С.Волконский, по Цветаевой, олицетворяет духовное избранничество — противовес "мертвому мещанству". Интересно, что к последнему отнесены и "гуща церковная", и единая ей "гуща базарная". В конце концов человек-идеал не случайно рассматривается поэтессой вне русских "культов": Бог, Родина, народ, — ибо, по Цветаевой, "само понятие "общежитие" уже искажение понятия жизнь: человек задуман один, где двое — там ложь". Думается, такое доминирующее понимание личности и Родины отчасти объясняет периодически возникающий просоветский настрой Марины Ивановны.

В "Стихах к сыну", говоря о России как стране отцов, стране прошлого, и СССР — стране детей, стране настоящего, Цветаева будущее сына связывает не с Францией — заграницей, а Родиной — СССР: "Езжай, мой сын, домой — вперед. — В свой край, в свой век, в свой час — от нас — в Россию — вас, в Россию — масс" . Решая таким образом судьбу сына, поэтесса, осознанно или нет, протягивает СССР руку если не примирения, то признания. Еще более открыто просоветские настроения Марина Ивановна выражает в стихотворении "Челюскинцы". Откликаясь на известные события, она заявляет: "Сегодня — смеюсь! Сегодня — да здравствует Советский Союз!"

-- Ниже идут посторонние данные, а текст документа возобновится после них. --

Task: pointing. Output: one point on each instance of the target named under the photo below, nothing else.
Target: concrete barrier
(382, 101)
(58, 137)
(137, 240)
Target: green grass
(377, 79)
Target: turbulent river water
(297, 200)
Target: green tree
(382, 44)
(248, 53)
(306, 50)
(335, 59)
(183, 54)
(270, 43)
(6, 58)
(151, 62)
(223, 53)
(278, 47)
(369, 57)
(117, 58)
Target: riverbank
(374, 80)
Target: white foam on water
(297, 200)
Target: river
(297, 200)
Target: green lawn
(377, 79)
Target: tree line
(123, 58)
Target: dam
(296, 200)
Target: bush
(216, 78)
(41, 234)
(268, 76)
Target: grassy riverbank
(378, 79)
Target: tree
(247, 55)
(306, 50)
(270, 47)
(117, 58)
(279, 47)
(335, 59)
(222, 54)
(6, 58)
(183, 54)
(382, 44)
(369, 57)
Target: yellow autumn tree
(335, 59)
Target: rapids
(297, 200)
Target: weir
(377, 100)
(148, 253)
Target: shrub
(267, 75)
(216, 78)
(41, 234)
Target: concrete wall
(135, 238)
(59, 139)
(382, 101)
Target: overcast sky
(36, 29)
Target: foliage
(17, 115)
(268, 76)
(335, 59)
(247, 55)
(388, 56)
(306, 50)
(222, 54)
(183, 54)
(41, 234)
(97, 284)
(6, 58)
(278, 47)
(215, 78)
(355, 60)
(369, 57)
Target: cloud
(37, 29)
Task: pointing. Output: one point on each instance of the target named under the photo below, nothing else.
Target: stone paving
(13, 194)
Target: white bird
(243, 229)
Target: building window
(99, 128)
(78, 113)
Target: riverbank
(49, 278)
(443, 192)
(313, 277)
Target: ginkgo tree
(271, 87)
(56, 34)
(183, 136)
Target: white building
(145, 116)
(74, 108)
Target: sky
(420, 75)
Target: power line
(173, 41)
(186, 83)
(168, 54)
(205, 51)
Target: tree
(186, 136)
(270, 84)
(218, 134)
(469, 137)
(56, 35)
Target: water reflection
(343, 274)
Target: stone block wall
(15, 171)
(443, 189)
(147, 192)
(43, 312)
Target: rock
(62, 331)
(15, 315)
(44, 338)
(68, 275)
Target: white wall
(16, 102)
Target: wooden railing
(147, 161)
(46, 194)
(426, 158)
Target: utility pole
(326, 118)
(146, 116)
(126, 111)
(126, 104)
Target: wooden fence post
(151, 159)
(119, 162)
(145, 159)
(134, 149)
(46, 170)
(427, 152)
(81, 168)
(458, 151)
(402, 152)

В СССР Цветаева возвратилась вместе с сыном в 1939 году, последовав вслед за мужем и дочерью. На Родине жизнь и творчество не сложились: арест С.Эфрона и Ариадны, безденежье, одиночество, невозможность публиковаться, война, которую Марина Ивановна восприняла, по свидетельству Л.Чуковской, как гибель России, как победу мирового зла вообще. Эти и другие внешние обстоятельства и главное — особенности мировоззрения и характера Цветаевой (о чем мы говорили и что точно определила сама поэтесса в письме к Р.Гулю в 1923 году: "Я не люблю земной жизни, никогда и не любила, в особенности — людей" ) определили по сути законо-мерный итоговый поступок — самоубийство.